Q: Can I audit who accesses the passwords in AD?

A: Yes, you can enable auditing to assess who accesses the passwords in AD. The following PowerShell command can be used to do so:

PS> Import-Module AdmPwd.PS
PS> Set-AdmPwdAuditing -OrgUnit $OU-of-Computers-to-Audit -AuditedPrincipals:$Group-to-Audit

Q: I’m currently using Group Policy Preferences (insecure CPasswords) to change the passwords, and I need to migrate to LAPS. What do I need to do to stop the Group Policy Preference from overwriting the password that LAPS now manages? 

A: You need to remove the Group Policy Preferences for modifying the local admin account before you can transition to Microsoft LAPS.

Q: How quickly after a password expires does the client change the local Administrator password? 

A: As soon as the group policy refresh is run, the password will be updated.

Q: Can I specify the password that LAPS uses on the client?

A: No, LAPS randomizes all passwords and forcing a particular password may void one or more reasons to use LAPS and password randomization protects against dictionary attacks and Pass-the-Hash attacks.

Q: Does LAPS detect if someone changes the local Administrator password?

A: No, the Group Policy CSE only checks for the password expiration time and updates the password accordingly. It doesn’t check if the password stored in the AD is actually the same as the local admin password.

Q: Can LAPS re-apply the password that is stored in active directory AD if a user with local Admin rights changes it? 

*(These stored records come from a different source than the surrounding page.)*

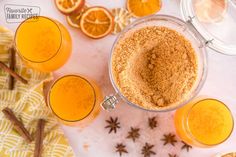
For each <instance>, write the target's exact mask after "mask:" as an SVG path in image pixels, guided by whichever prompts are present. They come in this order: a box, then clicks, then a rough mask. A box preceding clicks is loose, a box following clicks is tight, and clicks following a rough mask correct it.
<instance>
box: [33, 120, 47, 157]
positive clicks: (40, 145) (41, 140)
mask: <svg viewBox="0 0 236 157" xmlns="http://www.w3.org/2000/svg"><path fill="white" fill-rule="evenodd" d="M45 123H46V121H45V120H43V119H39V121H38V125H37V130H36V136H35V149H34V157H41V156H42V152H43V138H44V127H45Z"/></svg>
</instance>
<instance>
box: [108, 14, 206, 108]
mask: <svg viewBox="0 0 236 157" xmlns="http://www.w3.org/2000/svg"><path fill="white" fill-rule="evenodd" d="M153 20H155V21H157V20H164V21H168V20H169V21H171V22H174V23H175V24H178V25H183V26H185V27H186V28H188V29H189V31H190V32H191V33H193V35H194V36H195V38H196V39H197V40H199V42H200V43H201V44H202V49H203V53H202V59H203V67H202V68H203V69H202V75H201V76H200V80H199V83H198V84H197V85H196V88H195V89H194V90H193V91H192V92H191V95H190V97H189V98H188V99H186V100H185V101H183V102H181V104H179V105H173V106H172V107H171V106H170V107H163V108H160V109H158V110H156V109H148V108H144V107H142V106H140V105H138V104H134V103H132V102H130V101H129V100H128V99H127V98H126V97H125V96H124V95H123V94H122V92H121V91H120V90H119V88H118V87H117V85H116V83H115V81H114V76H113V74H112V55H113V53H114V49H115V46H116V45H117V43H118V42H119V40H120V39H121V38H122V36H123V35H124V34H125V33H126V32H128V31H129V30H131V29H132V28H133V27H135V26H137V25H139V24H142V23H145V22H147V21H153ZM190 27H191V26H190V25H188V24H187V23H186V22H184V21H183V20H181V19H179V18H177V17H174V16H170V15H163V14H158V15H150V16H146V17H143V18H140V19H138V20H136V21H134V22H132V23H131V24H129V25H128V26H127V27H126V28H125V29H124V30H123V31H122V32H121V33H120V34H119V35H118V37H117V38H116V40H115V42H114V43H113V45H112V49H111V52H110V55H109V61H108V68H109V69H108V70H109V78H110V81H111V84H112V86H113V88H114V90H115V92H116V95H119V97H120V98H121V99H122V100H124V101H125V102H126V103H127V104H129V105H130V106H133V107H135V108H139V109H142V110H144V111H149V112H168V111H173V110H176V109H178V108H180V107H182V106H184V105H185V104H187V103H189V102H190V101H191V100H192V99H193V98H195V97H196V96H197V94H198V93H199V92H200V90H201V89H202V87H203V85H204V83H205V80H206V77H207V70H208V67H207V58H208V57H207V51H206V46H205V44H204V41H203V40H202V37H201V36H200V34H198V33H197V32H195V31H194V30H193V29H192V28H190Z"/></svg>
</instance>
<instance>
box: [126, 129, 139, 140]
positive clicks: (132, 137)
mask: <svg viewBox="0 0 236 157" xmlns="http://www.w3.org/2000/svg"><path fill="white" fill-rule="evenodd" d="M139 130H140V129H139V128H133V127H131V130H130V131H129V132H128V136H127V137H126V138H130V139H132V140H133V141H134V142H135V140H136V139H138V138H139V137H140V134H139Z"/></svg>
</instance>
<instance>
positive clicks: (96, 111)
mask: <svg viewBox="0 0 236 157" xmlns="http://www.w3.org/2000/svg"><path fill="white" fill-rule="evenodd" d="M101 99H102V96H101V92H100V89H99V88H98V86H97V85H96V84H95V83H94V82H92V81H90V82H89V81H88V80H86V79H85V78H83V77H80V76H77V75H66V76H63V77H61V78H59V79H58V80H56V81H55V82H54V84H53V85H52V87H51V90H50V92H49V95H48V102H49V106H50V108H51V110H52V111H53V113H54V114H55V115H56V116H57V117H58V118H59V120H60V121H62V123H64V124H68V125H80V126H84V125H87V124H88V123H90V122H91V121H92V120H93V119H94V118H95V117H96V116H97V115H98V113H99V102H101Z"/></svg>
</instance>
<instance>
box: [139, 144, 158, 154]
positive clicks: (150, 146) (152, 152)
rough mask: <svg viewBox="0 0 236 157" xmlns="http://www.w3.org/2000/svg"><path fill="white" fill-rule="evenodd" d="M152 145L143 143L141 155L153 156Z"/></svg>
mask: <svg viewBox="0 0 236 157" xmlns="http://www.w3.org/2000/svg"><path fill="white" fill-rule="evenodd" d="M153 147H154V145H150V144H148V143H145V146H143V148H142V154H143V156H144V157H150V156H151V155H155V154H156V153H155V152H154V151H152V148H153Z"/></svg>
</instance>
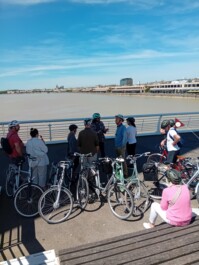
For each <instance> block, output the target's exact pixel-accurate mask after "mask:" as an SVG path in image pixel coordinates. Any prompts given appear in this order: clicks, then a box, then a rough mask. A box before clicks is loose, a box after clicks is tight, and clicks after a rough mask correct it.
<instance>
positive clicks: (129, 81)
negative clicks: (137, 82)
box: [120, 78, 133, 86]
mask: <svg viewBox="0 0 199 265" xmlns="http://www.w3.org/2000/svg"><path fill="white" fill-rule="evenodd" d="M132 85H133V79H132V78H123V79H121V80H120V86H132Z"/></svg>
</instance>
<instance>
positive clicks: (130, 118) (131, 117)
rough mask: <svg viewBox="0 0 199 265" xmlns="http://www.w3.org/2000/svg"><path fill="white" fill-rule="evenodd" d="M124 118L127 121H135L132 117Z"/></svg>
mask: <svg viewBox="0 0 199 265" xmlns="http://www.w3.org/2000/svg"><path fill="white" fill-rule="evenodd" d="M126 120H127V121H129V122H130V123H134V122H135V119H134V117H128V118H127V119H126Z"/></svg>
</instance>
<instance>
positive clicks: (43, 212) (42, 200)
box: [39, 187, 73, 224]
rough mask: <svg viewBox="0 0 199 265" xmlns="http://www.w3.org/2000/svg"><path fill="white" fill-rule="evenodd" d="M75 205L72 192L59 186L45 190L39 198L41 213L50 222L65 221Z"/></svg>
mask: <svg viewBox="0 0 199 265" xmlns="http://www.w3.org/2000/svg"><path fill="white" fill-rule="evenodd" d="M72 207H73V200H72V197H71V195H70V192H69V191H68V190H67V189H65V188H61V190H60V193H59V189H58V187H52V188H50V189H49V190H47V191H45V192H44V193H43V195H42V196H41V198H40V200H39V214H40V216H41V217H42V218H43V219H44V220H45V221H46V222H48V223H51V224H56V223H60V222H62V221H65V220H66V219H67V218H68V217H69V215H70V213H71V211H72Z"/></svg>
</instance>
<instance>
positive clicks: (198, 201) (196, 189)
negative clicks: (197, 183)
mask: <svg viewBox="0 0 199 265" xmlns="http://www.w3.org/2000/svg"><path fill="white" fill-rule="evenodd" d="M196 200H197V202H198V204H199V184H197V187H196Z"/></svg>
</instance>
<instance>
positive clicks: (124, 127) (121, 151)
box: [115, 114, 128, 178]
mask: <svg viewBox="0 0 199 265" xmlns="http://www.w3.org/2000/svg"><path fill="white" fill-rule="evenodd" d="M123 121H124V117H123V115H121V114H118V115H116V116H115V123H116V125H117V129H116V133H115V152H116V156H117V157H119V156H121V157H123V158H124V160H125V156H126V143H127V131H126V127H125V126H124V124H123ZM124 177H125V178H126V177H128V170H127V165H126V161H124Z"/></svg>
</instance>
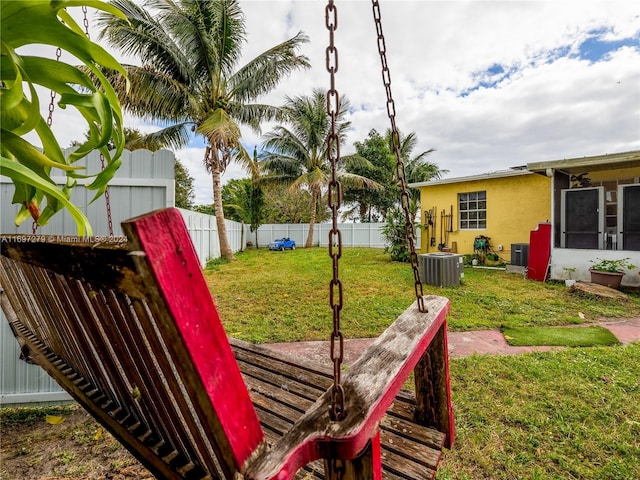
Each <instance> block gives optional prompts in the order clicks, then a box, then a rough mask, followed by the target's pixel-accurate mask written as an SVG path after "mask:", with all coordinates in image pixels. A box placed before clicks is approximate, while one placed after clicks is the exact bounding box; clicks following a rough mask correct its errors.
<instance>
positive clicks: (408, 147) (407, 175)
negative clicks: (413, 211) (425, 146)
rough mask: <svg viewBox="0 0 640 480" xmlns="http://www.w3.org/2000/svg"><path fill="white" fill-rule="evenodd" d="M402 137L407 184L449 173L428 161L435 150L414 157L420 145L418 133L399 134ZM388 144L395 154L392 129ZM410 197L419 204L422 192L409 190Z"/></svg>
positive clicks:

A: No, the Group Policy CSE only checks the password expiration date and updates the local admin password accordingly. It doesn’t check to see if the password has actually changed from what was stored in the AD.

Q: How do I manage the local Administrator password with LAPS if a user with local Admin rights can change it? 

A: LAPS doesn’t provide the solution to this problem. However, what you can do is create a secondary admin user that is managed by LAPS, and if the primary admin user changes the password, you still have access to the system via the secondary user.

Discuss your concerns today

Q: My Security/Information Security/CyberSecurity Department is concerned that, if our AD schema database (NTDS.dit) gets stolen, the attacker will have access to all of the local Administrator passwords on our network stored in plain text. With that information, an attacker could easily take control of computers on our network.  How do I address that concern?

A: The NTDS.dit file is a gold mine of the entire Active Directory environment; if an attacker gets hold of that file, they can do whatever they want in the domain. Having a LAPS installation or not cannot prevent anything if an attacker gets hold of the NTDS.dit file.

Q: We have reason to believe that the local Administrator password on several machines has been compromised. How do we force all of these systems to update the local Admin password? 

A: The Reset-AdmPwdPassword cmdlet can be used to force a password change of local administrators in the AD domain. The PowerShell is:

Get-ADComputer -Filter * -SearchBase “OU=Computers_OU,DC=corp,DC=yourdomain,DC=ext” | Reset-AdmPwdPassword -ComputerName {$_.Name}

Q: The password for the local Administrator account has been changed and/or the password stored in Active Directory is wrong. How do I access the admin local account on the computer? 

A: If you’re connected to the domain, you can do a forced password reset of all the local admin accounts and then force a group policy refresh to update the passwords.

Q: How can I dump the passwords for several computers at once?

A: The Get-AdmPwdPassword cmdlet can be used to view all the passwords stored in LAPS. The PowerShell command for this is:

Get-ADComputer -Filter * -SearchBase “OU=Computers_OU,DC=corp,DC=yourdomain,DC=ext” | Get-AdmPwdPassword -ComputerName {$_.Name}

Q: I have a management requirement that the local Administrator passwords cannot be too complex. How do I implement LAPS?

A: You can set a relaxed password policy for LAPS.